The once-pristine headwaters of the Mississippi River are being threatened by steady population growth, more intensive farming and the loss of thousands of acres of wetlands and forests, a trend that has prompted an ambitious new plan to protect the river by preserving natural land in its watershed.
The idea is to stem the rising flow of nitrates, phosphorus, road salt and other pollutants found each year in the upper reaches of the great river, which provides drinking water for nearly half Minnesota's population.
The Nature Conservancy and Ecolab Inc., one of the state's largest employers, outlined the plan Thursday, warning that the Mississippi could otherwise become as polluted and unusable as the Minnesota River and some of the other murkiest waterways in the state.
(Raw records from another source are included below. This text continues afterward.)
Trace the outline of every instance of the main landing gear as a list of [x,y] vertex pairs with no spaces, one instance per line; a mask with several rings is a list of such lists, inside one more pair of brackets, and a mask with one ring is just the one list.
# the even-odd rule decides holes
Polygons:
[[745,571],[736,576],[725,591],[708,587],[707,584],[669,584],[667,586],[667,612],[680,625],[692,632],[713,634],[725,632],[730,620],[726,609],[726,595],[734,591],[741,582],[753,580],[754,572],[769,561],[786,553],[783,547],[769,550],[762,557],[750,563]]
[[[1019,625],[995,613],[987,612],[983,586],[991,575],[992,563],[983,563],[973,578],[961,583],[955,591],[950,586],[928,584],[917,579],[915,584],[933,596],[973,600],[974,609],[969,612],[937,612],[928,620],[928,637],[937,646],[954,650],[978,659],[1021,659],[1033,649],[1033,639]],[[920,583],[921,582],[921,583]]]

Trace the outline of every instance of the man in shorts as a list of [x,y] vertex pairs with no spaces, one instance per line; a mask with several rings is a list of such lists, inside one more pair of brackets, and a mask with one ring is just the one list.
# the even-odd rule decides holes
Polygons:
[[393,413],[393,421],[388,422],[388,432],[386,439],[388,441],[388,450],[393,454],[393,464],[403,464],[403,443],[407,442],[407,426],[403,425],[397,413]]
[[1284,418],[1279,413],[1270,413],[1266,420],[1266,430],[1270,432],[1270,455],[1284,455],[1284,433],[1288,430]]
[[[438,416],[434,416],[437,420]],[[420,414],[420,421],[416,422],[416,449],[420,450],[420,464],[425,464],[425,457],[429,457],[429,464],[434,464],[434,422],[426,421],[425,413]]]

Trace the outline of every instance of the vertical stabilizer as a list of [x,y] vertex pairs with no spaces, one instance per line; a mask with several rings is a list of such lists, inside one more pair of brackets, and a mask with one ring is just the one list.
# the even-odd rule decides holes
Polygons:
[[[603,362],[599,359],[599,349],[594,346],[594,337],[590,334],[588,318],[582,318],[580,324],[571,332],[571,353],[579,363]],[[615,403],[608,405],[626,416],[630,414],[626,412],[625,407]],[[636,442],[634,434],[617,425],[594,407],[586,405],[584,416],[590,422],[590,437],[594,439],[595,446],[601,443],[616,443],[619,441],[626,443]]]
They are asking the state and local municipalities to protect and restore 208,000 acres of natural land within the headwaters at a cost of up to $600 million.
The study acknowledges it's a hefty price but estimates that if those key areas alone could be preserved — a fraction of the 13 million acre basin — it would save property owners and cities in central Minnesota over $130 million annually in drinking-water treatment costs, replacement of contaminated wells, lost tourism spending and reduced property values for lakeshore homes and other real estate.
If nothing is done, the study argues, taxpayers will eventually be on the hook for another multibillion-dollar cleanup project, like the one now focused on the Minnesota River.
Prevention is the more reasonable and cost effective way of dealing with a problem that will only get worse, said Doug Baker, CEO of Ecolab.
"We have a chance not to make the same mistake twice," Baker said in an interview Wednesday.
During the four-year period 2008 to 2012, Minnesota lost wetlands at the highest rate in the country and cut down forests at a rate that was second only to Georgia, according to a study from the University of Wisconsin.